Foreign ministers from 20 countries are meeting in Vancouver today to discuss ways to promote a peaceful resolution to the North Korea crisis.

Canada's Foreign Affairs Minister Chrystia Freeland and her U.S. counterpart, Secretary of State Rex Tillerson, are co-hosting the one-day gathering.

Freeland, Tillerson and the Korean and Japanese foreign ministers will kick off the summit with opening remarks at 11:30 a.m. ET. CBC News will carry them live.

The co-hosts will answer reporters' questions at the end of the summit at 8 p.m. ET.

A government source speaking on background, said ministers will focus on alternate paths forward, amid the rapidly changing situation and to find ways to tone down the escalating — "my nuclear button is bigger than your nuclear button" — rhetoric.

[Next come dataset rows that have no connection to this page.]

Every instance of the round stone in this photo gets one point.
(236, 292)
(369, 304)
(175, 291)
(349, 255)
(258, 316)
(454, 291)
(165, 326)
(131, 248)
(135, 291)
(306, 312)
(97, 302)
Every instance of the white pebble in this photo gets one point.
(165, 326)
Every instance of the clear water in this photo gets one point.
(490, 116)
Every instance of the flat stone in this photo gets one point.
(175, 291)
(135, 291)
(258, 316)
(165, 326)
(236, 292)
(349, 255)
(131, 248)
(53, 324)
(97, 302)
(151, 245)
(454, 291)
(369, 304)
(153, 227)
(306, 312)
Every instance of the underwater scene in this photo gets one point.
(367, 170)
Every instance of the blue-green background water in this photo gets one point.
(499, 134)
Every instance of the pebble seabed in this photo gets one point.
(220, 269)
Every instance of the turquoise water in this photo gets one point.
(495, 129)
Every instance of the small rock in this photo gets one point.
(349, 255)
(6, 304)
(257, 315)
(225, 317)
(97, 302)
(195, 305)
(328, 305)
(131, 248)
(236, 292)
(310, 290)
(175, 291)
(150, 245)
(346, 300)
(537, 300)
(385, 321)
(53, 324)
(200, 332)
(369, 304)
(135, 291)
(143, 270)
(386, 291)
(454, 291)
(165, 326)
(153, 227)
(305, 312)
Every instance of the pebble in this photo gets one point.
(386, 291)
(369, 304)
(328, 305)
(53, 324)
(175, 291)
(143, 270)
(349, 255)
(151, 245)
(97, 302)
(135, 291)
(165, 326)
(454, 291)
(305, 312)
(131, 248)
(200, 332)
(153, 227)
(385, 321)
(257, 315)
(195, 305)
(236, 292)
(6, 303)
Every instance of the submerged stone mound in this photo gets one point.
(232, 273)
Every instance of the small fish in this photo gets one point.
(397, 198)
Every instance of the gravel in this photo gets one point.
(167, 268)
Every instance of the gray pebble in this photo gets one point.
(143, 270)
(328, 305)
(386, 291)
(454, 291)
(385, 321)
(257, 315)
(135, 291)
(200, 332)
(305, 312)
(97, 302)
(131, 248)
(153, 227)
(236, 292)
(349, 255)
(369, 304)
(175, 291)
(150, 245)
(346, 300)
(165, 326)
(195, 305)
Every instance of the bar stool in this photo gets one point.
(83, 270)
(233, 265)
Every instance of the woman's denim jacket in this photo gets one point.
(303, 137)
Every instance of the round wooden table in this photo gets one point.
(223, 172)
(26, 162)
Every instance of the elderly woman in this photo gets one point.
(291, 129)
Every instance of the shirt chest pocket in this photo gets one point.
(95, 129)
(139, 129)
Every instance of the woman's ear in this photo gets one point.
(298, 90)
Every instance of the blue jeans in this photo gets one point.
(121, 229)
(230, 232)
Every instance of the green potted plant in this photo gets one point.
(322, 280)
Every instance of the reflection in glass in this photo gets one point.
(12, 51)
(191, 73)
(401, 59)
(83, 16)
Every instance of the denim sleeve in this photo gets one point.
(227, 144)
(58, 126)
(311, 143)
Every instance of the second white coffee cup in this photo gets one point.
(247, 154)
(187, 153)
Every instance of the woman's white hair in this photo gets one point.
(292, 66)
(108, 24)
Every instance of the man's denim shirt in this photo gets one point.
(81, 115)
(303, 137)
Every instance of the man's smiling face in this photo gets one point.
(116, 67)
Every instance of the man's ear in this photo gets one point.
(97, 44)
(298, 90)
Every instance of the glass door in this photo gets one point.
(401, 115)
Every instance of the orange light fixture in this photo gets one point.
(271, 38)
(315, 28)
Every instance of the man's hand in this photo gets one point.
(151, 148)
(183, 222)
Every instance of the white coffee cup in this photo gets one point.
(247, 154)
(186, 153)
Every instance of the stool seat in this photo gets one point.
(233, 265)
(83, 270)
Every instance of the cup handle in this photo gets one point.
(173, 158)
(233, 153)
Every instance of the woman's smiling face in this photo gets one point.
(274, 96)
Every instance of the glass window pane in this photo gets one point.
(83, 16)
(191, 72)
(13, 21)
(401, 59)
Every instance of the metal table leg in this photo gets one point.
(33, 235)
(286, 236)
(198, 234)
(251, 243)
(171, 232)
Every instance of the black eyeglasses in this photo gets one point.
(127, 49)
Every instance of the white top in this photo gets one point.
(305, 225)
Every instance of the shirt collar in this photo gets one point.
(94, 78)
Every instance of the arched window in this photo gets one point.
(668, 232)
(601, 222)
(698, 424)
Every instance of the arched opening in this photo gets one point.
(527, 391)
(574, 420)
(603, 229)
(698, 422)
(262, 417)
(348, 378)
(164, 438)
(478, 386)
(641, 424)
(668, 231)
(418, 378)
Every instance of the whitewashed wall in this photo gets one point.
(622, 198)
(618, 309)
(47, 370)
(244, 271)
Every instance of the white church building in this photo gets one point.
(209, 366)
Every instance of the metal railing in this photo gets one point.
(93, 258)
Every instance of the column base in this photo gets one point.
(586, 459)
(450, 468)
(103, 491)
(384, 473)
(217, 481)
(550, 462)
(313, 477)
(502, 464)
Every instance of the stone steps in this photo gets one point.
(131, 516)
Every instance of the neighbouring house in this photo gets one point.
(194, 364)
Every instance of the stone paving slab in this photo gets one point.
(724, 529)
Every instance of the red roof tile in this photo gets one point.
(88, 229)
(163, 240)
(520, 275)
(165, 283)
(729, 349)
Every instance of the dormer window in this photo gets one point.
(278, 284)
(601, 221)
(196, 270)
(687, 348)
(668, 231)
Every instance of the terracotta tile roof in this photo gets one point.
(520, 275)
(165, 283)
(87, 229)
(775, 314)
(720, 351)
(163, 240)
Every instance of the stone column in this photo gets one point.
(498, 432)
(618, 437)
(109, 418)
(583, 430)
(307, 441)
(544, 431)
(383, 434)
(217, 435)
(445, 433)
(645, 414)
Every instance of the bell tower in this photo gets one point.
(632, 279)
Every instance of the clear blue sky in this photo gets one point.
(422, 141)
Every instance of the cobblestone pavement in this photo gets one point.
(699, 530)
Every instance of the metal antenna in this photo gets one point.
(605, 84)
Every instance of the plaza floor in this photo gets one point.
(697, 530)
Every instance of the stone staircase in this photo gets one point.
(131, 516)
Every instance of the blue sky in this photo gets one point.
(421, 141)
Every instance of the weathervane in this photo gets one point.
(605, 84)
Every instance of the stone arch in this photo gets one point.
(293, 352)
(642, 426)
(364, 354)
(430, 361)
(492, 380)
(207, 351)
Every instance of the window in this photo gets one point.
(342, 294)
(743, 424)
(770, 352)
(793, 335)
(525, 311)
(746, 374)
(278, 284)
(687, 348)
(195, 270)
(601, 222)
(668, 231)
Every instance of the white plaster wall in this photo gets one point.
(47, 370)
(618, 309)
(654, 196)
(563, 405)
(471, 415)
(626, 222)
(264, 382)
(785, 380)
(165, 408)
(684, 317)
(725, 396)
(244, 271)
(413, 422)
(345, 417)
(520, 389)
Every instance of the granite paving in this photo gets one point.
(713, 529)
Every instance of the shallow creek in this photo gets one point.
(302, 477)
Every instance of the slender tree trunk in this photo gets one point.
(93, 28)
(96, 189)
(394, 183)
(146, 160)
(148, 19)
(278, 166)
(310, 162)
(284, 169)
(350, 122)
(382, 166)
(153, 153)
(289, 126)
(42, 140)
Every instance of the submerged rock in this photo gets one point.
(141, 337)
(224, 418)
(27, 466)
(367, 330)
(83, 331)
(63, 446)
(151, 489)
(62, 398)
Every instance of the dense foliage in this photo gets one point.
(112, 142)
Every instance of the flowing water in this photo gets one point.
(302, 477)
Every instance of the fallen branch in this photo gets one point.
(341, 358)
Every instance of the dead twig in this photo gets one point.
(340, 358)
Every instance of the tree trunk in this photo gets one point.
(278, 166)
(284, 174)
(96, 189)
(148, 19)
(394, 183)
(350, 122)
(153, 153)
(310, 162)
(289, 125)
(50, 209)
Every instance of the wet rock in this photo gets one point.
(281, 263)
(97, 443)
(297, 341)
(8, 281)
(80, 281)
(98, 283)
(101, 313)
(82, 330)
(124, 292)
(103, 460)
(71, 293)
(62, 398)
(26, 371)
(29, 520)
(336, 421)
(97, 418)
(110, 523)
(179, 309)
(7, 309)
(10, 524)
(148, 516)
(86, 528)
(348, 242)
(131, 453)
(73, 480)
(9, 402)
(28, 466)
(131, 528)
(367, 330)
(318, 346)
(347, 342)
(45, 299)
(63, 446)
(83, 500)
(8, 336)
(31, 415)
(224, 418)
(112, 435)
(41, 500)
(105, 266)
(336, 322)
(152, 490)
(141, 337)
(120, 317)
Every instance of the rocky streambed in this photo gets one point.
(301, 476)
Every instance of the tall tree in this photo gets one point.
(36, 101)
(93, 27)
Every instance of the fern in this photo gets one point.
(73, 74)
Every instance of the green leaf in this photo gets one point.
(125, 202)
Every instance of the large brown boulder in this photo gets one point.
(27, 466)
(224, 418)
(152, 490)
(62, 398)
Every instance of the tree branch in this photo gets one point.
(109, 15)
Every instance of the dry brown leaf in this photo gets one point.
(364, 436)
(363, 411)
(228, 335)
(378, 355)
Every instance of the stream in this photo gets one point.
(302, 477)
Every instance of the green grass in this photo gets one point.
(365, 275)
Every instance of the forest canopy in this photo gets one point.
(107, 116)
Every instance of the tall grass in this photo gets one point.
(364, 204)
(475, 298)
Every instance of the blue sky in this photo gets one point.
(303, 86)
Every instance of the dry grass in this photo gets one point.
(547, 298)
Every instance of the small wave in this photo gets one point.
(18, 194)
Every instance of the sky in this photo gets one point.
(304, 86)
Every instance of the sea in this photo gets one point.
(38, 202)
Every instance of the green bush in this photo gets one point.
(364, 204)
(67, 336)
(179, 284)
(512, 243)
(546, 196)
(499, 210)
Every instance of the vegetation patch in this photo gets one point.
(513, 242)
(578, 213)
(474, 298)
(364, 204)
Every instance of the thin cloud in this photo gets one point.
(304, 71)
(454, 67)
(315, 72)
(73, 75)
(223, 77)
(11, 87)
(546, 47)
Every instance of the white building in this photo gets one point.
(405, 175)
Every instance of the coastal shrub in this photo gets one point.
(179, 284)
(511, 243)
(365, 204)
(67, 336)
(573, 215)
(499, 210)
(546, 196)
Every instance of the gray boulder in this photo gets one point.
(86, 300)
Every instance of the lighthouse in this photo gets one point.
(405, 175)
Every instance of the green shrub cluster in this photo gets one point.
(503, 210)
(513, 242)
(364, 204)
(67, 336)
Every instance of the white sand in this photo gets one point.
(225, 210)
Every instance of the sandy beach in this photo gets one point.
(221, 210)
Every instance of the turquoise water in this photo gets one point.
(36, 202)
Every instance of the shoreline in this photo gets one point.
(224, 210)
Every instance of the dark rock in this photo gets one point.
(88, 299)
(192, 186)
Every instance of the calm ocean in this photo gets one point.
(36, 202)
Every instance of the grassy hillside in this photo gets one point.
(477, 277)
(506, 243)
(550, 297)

"Canada is really prepared to do everything we can to work toward a peaceful diplomatic solution," Freeland said ahead of the meeting.

U.S. State Department officials also said they want to discuss whether to intercept ships headed in and out of North Korea.

During the meeting, delegates will be reviewing the sanctions currently in place and talk about ways to ensure they are being properly enforced. They'll also take a closer look at what pre-conditions need to be in place, before diplomatic talks can resume.

Russia, China left out

China and Russia will be noticeably missing from the table. And they've made their thoughts on that known.

"We openly said that we think this meeting is harmful," said Russian Foreign Minister Sergey Lavrov in a two-hour news conference Monday.

China had derided the involvement of only those allies that supported South Korea during the Korean War as "Cold War thinking."

Prime Minister Justin Trudeau said both China and Russia will be integral to securing peace on the Korean peninsula, but defended the decision to leave the two countries out of the international gathering.

Trudeau made the remarks after Russia became the latest to slam the meeting as a threat to peace efforts.

"There are always going to be different venues and different groupings happening, and I think a diversity of approaches is better than picking one lane and deciding that this is going to be the way it happens," Trudeau said in an interview with The Canadian Press.

He also acknowledged that any successful resolution will ultimately need to include China and Russia, both of which he called "important partners" in resolving one of the world's greatest threats to peace.

Ahead of the summit Freeland and Tillerson took part in a ministerial dinner Monday night, with Defence Minister Harjit Sajjan and U.S. Defence Secretary James Mattis.